Gemäß § 1 Abs. 2 KSchG sind Kündigungen, die durch Gründe, die in dem Verhalten des Arbeitnehmers liegen, sozial gerechtfertigt. Welche Gründe das sind oder jedenfalls sein können, dazu schweigt sich das Gesetz aus. Somit ist auch klar, dass die Frage, ob ein hinreichendes Fehlverhalten des Arbeitnehmers vorliegt, immer anhand des Einzelfalls zu entscheiden ist. Nach ständiger Rechtsprechung des Bundesarbeitsgerichts (BAG) ist eine verhaltensbedingte Kündigung gerechtfertigt, wenn Umstände im Verhalten des Arbeitnehmers vorliegen, die bei verständiger Würdigung - in Abwägung der Interessen von Arbeitnehmer und Arbeitgeber - die Kündigung als billigenswert und angemessen erscheinen lassen, wobei laut BAG darauf abzustellen ist, ob ein Arbeitgeber das Verhalten des Arbeitnehmers für eine ordentliche Kündigung ruhig und verständlich beurteilen würde. Durch diese Formel versucht das BAG einen objektiven Prüfungsmaßstab zu finden.

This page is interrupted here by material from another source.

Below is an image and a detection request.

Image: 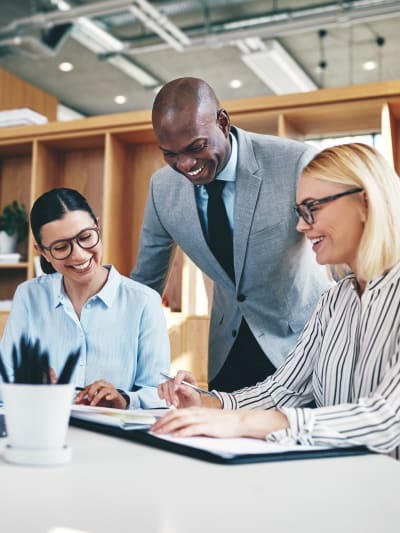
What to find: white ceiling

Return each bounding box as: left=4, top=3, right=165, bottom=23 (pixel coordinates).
left=0, top=0, right=400, bottom=115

Die verhaltensbedingte Kündigung ersetzt voraus, dass der Arbeitnehmer eine Vertragspflicht verletzt hat. Das kann sowohl um eine Hauptleistungs- als auch eine Nebenleistungspflicht sein. Dabei ist nicht erforderlich, dass es sich um ein innerbetriebliches Verhalten handelt. Auch ein außerdienstliches Verhalten des Arbeitnehmers kann ausnahmsweise einen Kündigungsgrund darstellen, wenn es zu einer innerbetrieblichen Beeinträchtigung führt. Die Pflichtverletzung muss daher stets betriebsbezogen sein. Unerheblich ist an welchem Ort sie konkret begangen worden ist.

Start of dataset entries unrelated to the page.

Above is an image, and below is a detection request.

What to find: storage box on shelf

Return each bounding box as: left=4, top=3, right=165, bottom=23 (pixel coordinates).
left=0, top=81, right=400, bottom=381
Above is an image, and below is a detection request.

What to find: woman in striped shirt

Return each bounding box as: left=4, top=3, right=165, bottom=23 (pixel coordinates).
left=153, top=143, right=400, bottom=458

Eine verhaltensbedingte Kündigung kommt grundsätzlich nur bei schuldhaftem, d. h. vorsätzlichem oder fahrlässigem Verhalten in Betracht, wobei ein Irrtum des Arbeitnehmers über die Zulässigkeit seines Verhaltens die Kündigung nicht ausschließt. Das gilt jedenfalls dann, wenn der Arbeitnehmer sich nicht mit der gebotenen Sorgfalt über die Zulässigkeit seines Verhaltens erkundigt hat oder wenn der Arbeitnehmer ein ihm bekanntes ausdrückliches Verbot überschreitet im Glauben, dazu befugt zu sein.

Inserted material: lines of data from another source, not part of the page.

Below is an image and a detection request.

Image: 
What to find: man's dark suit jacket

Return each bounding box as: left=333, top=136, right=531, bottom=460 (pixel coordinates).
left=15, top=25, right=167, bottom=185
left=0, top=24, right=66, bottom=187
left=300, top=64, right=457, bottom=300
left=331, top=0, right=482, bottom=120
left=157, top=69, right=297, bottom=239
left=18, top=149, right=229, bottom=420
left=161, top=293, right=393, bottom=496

Für die Wirksamkeit der verhaltensbedingten Kündigung ist neben der festgestellten schuldhaften Vertragsverletzung auch eine negative Prognose erforderlich. Da es sich bei einer verhaltensbedingten Kündigung nicht um eine Bestrafung oder Sanktion des Arbeitnehmers handeln soll, ist nach Auffassung des BAG weitere Voraussetzung, dass eine gewisse Wiederholungsgefahr hinsichtlich der Pflichtverletzung des Arbeitnehmers besteht, also aufgrund des gesamten in der Vergangenheit gezeigtem rechtswidrigem schuldhaften Verhaltens davon auszugehen ist, dass der Arbeitnehmer auch in Zukunft nicht bereit ist, sich vertragsgerecht zu verhalten. Eine solche negative Prognose wird sich im Regelfalle erst nach einer Abmahnung treffen lassen. Deshalb ist auch grundsätzlich vor Ausspruch einer verhaltensbedingten Kündigung eine Abmahnung erforderlich, wenn kein Sachverhalt vorliegt, der den Ausspruch einer fristlosen Kündigung rechtfertigen würde.

Die Abmahnung ist zugleich Ausdruck des im Kündigungsschutzrechts vorherrschenden Grundsatzes der Verhältnismäßigkeit, wonach vor jeder Kündigung zu prüfen ist, ob nicht mildere Mittel in Betracht kommen.

Zu prüfen ist deshalb auch, ob nicht eine anderweitige Weiterbeschäftigungsmöglichkeit des Arbeitnehmers besteht. Eine solche ist in erster Linie bei einer Schlechtleistung, d.h. bei arbeitsplatz- und arbeitsaufgabenbezogenen bezogenen Mängeln in Betracht zu ziehen.

Schließlich ist eine umfassende Interessenabwägung erforderlich. Während einer Kündigungsschutzklage prüft das Gericht, ob dem Arbeitgeber die Fortsetzung des Arbeitsverhältnisses noch zugemutet werden kann. Für diese Abwägung sind die Intensität und Beharrlichkeit der Vertragsverletzung, frühere Pflichtwidrigkeiten des Arbeitnehmers sowie das Maß des Verschuldens von Bedeutung. Betriebliche Beeinträchtigungen, wie zum Beispiel Betriebsablaufstörungen, Vermögensschäden, Rufschädigung sind ebenfalls gewichtige, aber keineswegs notwendige Abwägungsgesichtspunkte. Auch die Dauer der Betriebszugehörigkeit spielt eine Rolle. Je länger das Arbeitsverhältnis bisher störungsfrei angedauert hat, umso strengere Anforderungen sind an eine verhaltensbedingte Kündigung zu stellen.